Magazine: Retail trends from a market researcher’s perspective

Date: 2017. 07. 04. 07:35

At the April meeting of the Trade Marketing Club the directors of Nielsen and GfK spoke to club members about the FMCG retail trends of 2016, analysing retailers, categories, brands and consumer expectations. Trade magazin’s editor-in-chief Zsuzsanna Hermann welcomed participants and gave the floor to Ákos Kozák, the managing director of GfK.

In his presentation Mr Kozák used the results of the latest Hungarian Consumer Report to answer the question of where one should operate an FMCG store these days and to talk about how the relationship between local and modern retail has changed recently. He told that the spatial dimension of consumption is basically like an imbalance in the structures of society and settlements. He added that in this sense the concept of space doesn’t necessarily mean a physical space or administrative structures.

 Szűcs-Villányi Ágnes értékesítési vezető Nielsen


Szűcs-Villányi Ágnes
értékesítési vezető
Nielsen

János Kui, senior product consultant of GfK analysed the differences in the purchasing power indexes of 42 European countries.
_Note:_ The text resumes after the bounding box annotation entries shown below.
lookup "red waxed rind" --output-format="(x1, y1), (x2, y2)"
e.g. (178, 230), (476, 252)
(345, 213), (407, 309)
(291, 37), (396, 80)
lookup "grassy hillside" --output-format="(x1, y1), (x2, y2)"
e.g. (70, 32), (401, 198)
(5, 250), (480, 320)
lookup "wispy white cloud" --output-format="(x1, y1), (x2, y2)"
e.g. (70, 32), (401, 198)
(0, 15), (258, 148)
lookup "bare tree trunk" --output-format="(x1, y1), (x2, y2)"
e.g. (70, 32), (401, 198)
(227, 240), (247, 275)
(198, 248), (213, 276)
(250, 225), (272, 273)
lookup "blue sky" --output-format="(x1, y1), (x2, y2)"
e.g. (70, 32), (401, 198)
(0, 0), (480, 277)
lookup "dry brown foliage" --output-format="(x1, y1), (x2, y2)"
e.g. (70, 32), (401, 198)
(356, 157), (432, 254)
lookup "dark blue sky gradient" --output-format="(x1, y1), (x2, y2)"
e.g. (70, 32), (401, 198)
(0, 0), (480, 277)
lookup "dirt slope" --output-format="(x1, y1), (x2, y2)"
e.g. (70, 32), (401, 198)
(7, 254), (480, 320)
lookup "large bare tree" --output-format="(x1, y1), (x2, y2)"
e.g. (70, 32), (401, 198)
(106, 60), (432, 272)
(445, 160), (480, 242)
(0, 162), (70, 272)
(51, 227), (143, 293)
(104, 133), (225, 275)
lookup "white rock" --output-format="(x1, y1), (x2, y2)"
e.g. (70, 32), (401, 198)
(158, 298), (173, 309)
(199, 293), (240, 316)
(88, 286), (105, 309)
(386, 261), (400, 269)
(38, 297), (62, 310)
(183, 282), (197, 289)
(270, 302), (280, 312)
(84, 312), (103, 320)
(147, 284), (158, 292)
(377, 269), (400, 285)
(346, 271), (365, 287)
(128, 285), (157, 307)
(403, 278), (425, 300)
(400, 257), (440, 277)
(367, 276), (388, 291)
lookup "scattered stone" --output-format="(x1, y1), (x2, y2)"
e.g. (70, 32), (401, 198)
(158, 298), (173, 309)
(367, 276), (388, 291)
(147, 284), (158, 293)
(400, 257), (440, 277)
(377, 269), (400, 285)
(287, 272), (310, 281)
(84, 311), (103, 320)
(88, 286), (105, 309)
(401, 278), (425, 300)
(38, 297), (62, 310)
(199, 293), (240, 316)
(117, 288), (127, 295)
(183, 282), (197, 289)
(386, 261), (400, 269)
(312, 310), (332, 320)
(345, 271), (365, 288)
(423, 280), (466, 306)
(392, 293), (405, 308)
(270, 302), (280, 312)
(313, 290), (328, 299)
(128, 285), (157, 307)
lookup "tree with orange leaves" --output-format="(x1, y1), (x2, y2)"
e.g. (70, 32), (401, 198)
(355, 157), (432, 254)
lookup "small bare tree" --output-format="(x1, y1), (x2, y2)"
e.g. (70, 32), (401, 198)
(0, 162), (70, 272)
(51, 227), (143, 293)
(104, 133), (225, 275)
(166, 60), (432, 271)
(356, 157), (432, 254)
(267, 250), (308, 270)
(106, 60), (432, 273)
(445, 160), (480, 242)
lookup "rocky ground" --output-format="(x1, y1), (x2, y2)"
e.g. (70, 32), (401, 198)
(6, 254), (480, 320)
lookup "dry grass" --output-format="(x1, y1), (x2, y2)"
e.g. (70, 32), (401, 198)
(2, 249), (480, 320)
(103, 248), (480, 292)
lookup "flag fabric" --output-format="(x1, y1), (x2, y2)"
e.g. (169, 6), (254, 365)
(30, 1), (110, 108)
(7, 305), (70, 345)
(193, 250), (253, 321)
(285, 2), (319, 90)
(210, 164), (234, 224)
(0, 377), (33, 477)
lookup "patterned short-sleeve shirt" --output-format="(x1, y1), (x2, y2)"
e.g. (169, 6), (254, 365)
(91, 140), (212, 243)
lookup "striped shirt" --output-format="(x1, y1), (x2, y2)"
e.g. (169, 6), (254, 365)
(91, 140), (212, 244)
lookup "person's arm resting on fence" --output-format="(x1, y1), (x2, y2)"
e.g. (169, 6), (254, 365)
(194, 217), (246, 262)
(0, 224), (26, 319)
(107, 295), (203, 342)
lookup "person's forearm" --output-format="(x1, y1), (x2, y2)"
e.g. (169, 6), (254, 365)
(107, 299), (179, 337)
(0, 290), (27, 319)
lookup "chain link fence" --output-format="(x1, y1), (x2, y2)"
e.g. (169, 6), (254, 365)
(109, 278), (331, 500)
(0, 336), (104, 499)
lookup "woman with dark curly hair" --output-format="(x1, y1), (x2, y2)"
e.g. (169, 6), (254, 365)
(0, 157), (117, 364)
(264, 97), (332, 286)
In terms of purchasing power Hungary is in the second third of the ranking with a per capita EUR 5,549. Hungarians spend more than half of this sum on groceries. It is noteworthy that Budapest dwellers have 68 percent more money to spend than consumers in Szabolcs-Szatmár-Bereg County. In spite of this, it isn’t Budapest residents who spend the most money on food.

Ágnes Szűcs-Villányi, retail service manager with Nielsen underlined in her presentation that based on the 2015-2016 period we can’t be very optimistic about the future. Compared with 2016, Hungary is fourth in the sales growth ranking. In Q4 2016 FMCG volume sales increased by 4.5 percent. From various store types hypermarkets had a 26-percent share in sales. Nielsen found that when it comes to purchases planned in advance, the most important factor for consumers is the brand.

About 30 percent of consumers would go to another store for a good promotional offer. During a shopping customers read and process 10 words on a POS tool on average. Having spent 20 minutes in a store, consumers start paying less attention to the things around them. Men do the shopping faster but spend twice as much time in the alcoholic drinks section than women. Women pass through rather quickly in the entrance and promotion zones, but they stay longer in the dairy product section. Customers notice 4 from 100 POS materials and focus on each one for 1.6 seconds.

The afternoon’s last speaker was Balázs Homonnai, Nielsen’s consumer insight leader. He revealed that Hungary’s 76-percent internet penetration is in the lower part of the middle of the European ranking. The number of online shoppers increased significantly, growing from 16 to 26 percent in the 18-59 age group in just one year. 46 percent of Hungarians who buy online have a college or university degree. Five from ten shoppers visit product websites before making a purchase to gather information. 44 percent said buying online is fast and comfortable. 10 percent of online shoppers purchase FMCG products and sales potential is around 5 percent. 41 percent of consumers don’t trust e-commerce and 23 percent have concerns about online payment.